But the real reason Canada is lucky, and the reason why the world beats a path to our resources, is not chiefly due to the resources themselves. What makes that endowment almost uniquely valuable in the world is that it exists within another vastly more important endowment of rules, institutions, and behaviours in Canada.
Consider that many of the world’s wealthiest societies, be it Switzerland or Japan or Singapore or Taiwan or many others, have few natural resources to speak of.
On the other hand, economists often talk about the curse of natural resource wealth because many of the societies that are blessed with such wealth do not know how to manage it. Like many a lottery winner, they are ruined by their good fortune. Just think of Nigeria, Venezuela, Indonesia, Angola, Algeria, Russia, or Saudi Arabia and ask yourself if you would trade living where you are to live there. Surely most people would answer no.

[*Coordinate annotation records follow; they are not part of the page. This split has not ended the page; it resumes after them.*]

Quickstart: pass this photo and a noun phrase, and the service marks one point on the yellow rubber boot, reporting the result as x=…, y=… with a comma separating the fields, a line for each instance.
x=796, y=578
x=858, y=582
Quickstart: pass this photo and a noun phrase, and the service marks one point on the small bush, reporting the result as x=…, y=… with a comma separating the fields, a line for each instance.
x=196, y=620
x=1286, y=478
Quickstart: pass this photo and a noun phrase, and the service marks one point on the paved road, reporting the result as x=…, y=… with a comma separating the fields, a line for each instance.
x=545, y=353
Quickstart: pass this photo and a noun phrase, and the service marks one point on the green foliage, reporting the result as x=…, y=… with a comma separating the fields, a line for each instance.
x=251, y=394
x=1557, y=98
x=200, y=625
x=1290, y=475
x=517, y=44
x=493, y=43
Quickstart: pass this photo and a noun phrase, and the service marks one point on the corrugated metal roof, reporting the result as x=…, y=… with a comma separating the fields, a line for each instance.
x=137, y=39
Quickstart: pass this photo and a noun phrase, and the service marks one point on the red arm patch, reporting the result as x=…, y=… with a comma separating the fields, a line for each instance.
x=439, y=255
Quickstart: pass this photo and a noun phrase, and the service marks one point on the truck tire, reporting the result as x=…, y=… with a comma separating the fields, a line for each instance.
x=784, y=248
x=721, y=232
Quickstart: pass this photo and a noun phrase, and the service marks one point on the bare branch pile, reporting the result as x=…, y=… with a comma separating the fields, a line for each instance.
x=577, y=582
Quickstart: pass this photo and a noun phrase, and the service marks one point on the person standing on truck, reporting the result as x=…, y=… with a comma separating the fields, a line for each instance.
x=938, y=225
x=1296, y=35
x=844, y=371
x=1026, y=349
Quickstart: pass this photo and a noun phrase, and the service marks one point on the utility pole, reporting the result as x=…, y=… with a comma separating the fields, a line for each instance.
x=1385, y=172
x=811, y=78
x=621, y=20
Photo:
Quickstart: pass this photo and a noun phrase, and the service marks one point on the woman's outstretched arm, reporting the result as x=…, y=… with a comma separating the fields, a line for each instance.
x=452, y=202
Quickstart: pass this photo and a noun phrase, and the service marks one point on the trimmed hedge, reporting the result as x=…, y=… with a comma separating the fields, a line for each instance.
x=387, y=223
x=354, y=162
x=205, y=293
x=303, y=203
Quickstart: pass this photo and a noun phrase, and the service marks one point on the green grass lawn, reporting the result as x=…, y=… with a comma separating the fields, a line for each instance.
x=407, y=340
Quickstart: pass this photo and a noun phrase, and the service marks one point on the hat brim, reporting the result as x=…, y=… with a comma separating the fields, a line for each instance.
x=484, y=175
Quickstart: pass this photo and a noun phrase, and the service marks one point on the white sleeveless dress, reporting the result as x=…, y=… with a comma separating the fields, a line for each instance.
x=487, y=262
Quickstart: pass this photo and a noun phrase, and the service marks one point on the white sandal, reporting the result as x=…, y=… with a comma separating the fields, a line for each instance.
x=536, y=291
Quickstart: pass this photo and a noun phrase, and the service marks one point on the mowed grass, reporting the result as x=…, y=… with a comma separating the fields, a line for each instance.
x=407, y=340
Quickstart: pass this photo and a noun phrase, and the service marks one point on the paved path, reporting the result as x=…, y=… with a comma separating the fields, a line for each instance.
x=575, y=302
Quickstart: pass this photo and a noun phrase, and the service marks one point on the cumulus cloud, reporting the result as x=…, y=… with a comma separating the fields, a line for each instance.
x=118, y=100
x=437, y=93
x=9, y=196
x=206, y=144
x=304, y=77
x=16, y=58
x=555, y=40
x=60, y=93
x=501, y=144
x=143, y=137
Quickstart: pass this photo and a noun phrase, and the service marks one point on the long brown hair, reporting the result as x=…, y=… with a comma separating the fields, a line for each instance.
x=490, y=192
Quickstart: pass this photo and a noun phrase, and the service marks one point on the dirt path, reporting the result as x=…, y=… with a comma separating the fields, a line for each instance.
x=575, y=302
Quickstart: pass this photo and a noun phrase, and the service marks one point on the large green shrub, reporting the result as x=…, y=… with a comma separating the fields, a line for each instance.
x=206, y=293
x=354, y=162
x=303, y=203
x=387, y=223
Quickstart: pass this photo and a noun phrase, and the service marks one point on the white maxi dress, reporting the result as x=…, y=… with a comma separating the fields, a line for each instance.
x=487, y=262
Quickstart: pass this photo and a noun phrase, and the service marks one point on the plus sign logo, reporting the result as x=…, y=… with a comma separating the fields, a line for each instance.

The natural resource curse is not limited to the developing world. Louisiana has one of the best natural resource endowments in the United States, yet consistently ranks near the bottom of all the states on most measures of social and economic progress. On the other hand many of the wealthiest states in the union, such as Massachusetts, Connecticut, and Florida have no natural resources to speak of.
What makes the difference? It is mostly due to the endowment of institutions and behaviours. In Canada, we generally have the full set of institutions and behaviours that, as a matter of empirical and historical fact, confer economic success. Many of these Harvard historian Niall Ferguson summed up in his recent book Civilization5 as the six killer apps of western democracies.
These entail: the rule of law, independent judges and reasonably speedy and reliable resolution of disputes, the enforcement of contracts, the absence of corruption among government officials and the police, respect of private property, moderate, predictable, and stable taxation and regulatory burdens, public policy based predominantly on reason over emotion, a stable currency that keeps its value, responsible public finances, freedom to trade both domestically and internationally, a well developed work ethic, and a refusal to resort to violence to resolve political disagreements. These are the greatest endowments that we have.
Note that many (although not all) are conditions that are created by public officials, through law, regulation, and standards of public behaviour. These are powerful tools we possess to create the conditions in which wealth can be generated.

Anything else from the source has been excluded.